Сейчас у вас может создаться впечатление, что пешие прогулки, лошади, старые автомобили и прочий хлам меня интересуют больше, чем музыка, но это абсолютно не так. Ведь я пытаюсь через музыку выразить себя, передать музыкой свои чувства. Поэтому для начала я должен ощутить нечто и узнать, о чем хочу высказаться. И к соответствующим ощущениям я прихожу не через занятия музыкой, а благодаря повседневной жизни и переживаниям, которые воспроизвожу, улавливая повсюду. В конце концов, как музыкант я не хочу петь о том, как я создаю музыку. Ведь уже существуют некоторые другие рок-группы, в текстах которых постоянно звучит слово «рок-н-ролл».
Для начала я должен что-либо пережить и составить о пережитом свое мнение, чтобы затем иметь возможность воплотить это в музыке.
Иногда я читаю стихотворение или слышу песню, в которых, как мне кажется, выражены мои собственные мысли.

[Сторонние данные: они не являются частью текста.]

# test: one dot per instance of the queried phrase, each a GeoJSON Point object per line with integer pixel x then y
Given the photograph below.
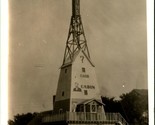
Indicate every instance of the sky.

Тогда я задаюсь вопросом, почему я никогда так понятно сам не говорил об этом. Я до сих пор не могу самостоятельно сформулировать эти мысли для себя.
Когда я слышу, как они выражены в какой-нибудь песне, я совершенно точно знаю, что имеется в виду. Довольно часто я ощущал, какие сильные импульсы дает мне музыка, насколько она важна в моей жизни и что она уже дала мне все, что у меня есть.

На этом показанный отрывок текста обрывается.